The housing market’s impressive strength in 2020 paired with a pandemic-induced motivation to move helped sellers cash in on quickly rising home values to find places that better suit their needs—specifically, bigger homes in less-expensive areas.
According to a new Zillow® analysis of moving data from northAmerican® Van Lines, Americans who made out-of-town moves last year typically paid less money for larger houses. Movers went to zip codes where sold homes are 33 square feet larger on average than where they came from, a significant jump from the 9-to 21-square-foot step-up movers have taken in recent years.
Zillow’s recent Mover Report found the top metros for net in-migration, with more people moving in than out, are sunny and relatively affordable. Phoenix, Charlotte and Austin led the U.S. in terms of net in-migration.
According to Zillow, the findings are further evidence of the “Great Reshuffling” that began when homeowners, formerly tied to the physical location of their employers, began working remotely. While suddenly spending more time than ever at home, people reevaluated how and where they wanted to live—a larger house with an office or chef’s kitchen, or a home with lower monthly payments in sunny Arizona, became extremely alluring.
Dropping interest rates fueled the hot housing market and boosted shoppers’ buying power, sending home appreciation skyrocketing in 2020. According to Zillow data, typical home values were up 8.4% ($20,716) over the course of 2020, compared with 3.7% growth ($8,791) in 2019.
As people move away from the priciest cities and toward more affordable ones, prices will also increase in those destinations. It may also spread out some of the consumer spending, tax revenues and job growth that have been increasingly concentrated in “superstar cities” over the last few decades. Home values are rising fastest in places like Austin and Phoenix, and most slowly in San Francisco, which led the U.S. in appreciation as recently as 2016.
Nationwide, the average home value in zip codes people moved from was about $419,000, compared to an average home value in destination zip codes of about $392,000. This means the average mover was sliding down the price ladder by about $27,000. When movers relocated in 2019, average home values in their destinations were only about $3,400 less than where they started.
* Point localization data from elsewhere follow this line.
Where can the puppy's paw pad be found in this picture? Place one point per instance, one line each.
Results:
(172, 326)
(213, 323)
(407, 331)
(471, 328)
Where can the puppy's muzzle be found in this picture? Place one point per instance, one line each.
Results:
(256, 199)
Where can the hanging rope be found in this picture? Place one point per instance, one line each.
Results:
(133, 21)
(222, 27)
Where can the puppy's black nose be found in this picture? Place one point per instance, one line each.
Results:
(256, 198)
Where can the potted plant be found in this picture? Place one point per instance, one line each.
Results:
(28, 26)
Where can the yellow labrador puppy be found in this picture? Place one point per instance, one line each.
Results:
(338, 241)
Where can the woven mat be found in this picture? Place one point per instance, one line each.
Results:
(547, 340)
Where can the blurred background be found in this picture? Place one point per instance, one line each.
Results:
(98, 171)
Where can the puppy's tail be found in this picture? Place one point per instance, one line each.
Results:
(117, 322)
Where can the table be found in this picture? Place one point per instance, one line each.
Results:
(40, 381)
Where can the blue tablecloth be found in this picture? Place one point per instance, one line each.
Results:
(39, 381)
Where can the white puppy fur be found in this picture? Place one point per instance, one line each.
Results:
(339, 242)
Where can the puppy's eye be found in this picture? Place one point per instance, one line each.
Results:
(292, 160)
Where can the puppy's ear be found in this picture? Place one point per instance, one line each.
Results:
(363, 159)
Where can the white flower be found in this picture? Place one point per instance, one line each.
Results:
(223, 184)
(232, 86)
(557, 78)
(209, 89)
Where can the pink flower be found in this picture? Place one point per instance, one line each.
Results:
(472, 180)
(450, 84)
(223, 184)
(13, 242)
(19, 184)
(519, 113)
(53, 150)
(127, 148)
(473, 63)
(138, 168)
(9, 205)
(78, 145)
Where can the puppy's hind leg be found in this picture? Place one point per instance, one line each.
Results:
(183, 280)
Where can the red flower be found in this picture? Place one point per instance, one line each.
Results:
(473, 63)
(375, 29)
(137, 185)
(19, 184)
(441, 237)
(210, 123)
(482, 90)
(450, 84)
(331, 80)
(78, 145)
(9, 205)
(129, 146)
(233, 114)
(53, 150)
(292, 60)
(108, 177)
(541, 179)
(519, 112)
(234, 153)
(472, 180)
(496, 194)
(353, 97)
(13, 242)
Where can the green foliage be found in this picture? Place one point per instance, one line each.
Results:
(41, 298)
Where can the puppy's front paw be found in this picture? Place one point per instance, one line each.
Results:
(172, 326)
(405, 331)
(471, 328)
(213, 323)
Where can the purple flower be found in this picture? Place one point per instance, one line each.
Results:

The trend in 2020 to move to more affordable places than in years past was seen across nearly every type of move between urban, suburban and rural areas. People leaving urban zip codes moved to areas that were $66,000 cheaper in 2020, versus an average of about $26,000 cheaper in the previous four years. Those leaving suburban zips moved about $23,000 down the price ladder, compared to an average decrease of just over $500 the previous four years.
Migration to less urban areas picked up slightly in 2020 compared to 2019, while moves to more dense locations ticked down, which is not to say that early pandemic fears of an urban exodus have been borne out. The number of households that moved out of urban areas did not significantly rise in 2020. According to Zillow’s Urban-Suburban report, suburban housing markets did not disproportionately strengthen in 2020 at the expense of urban areas.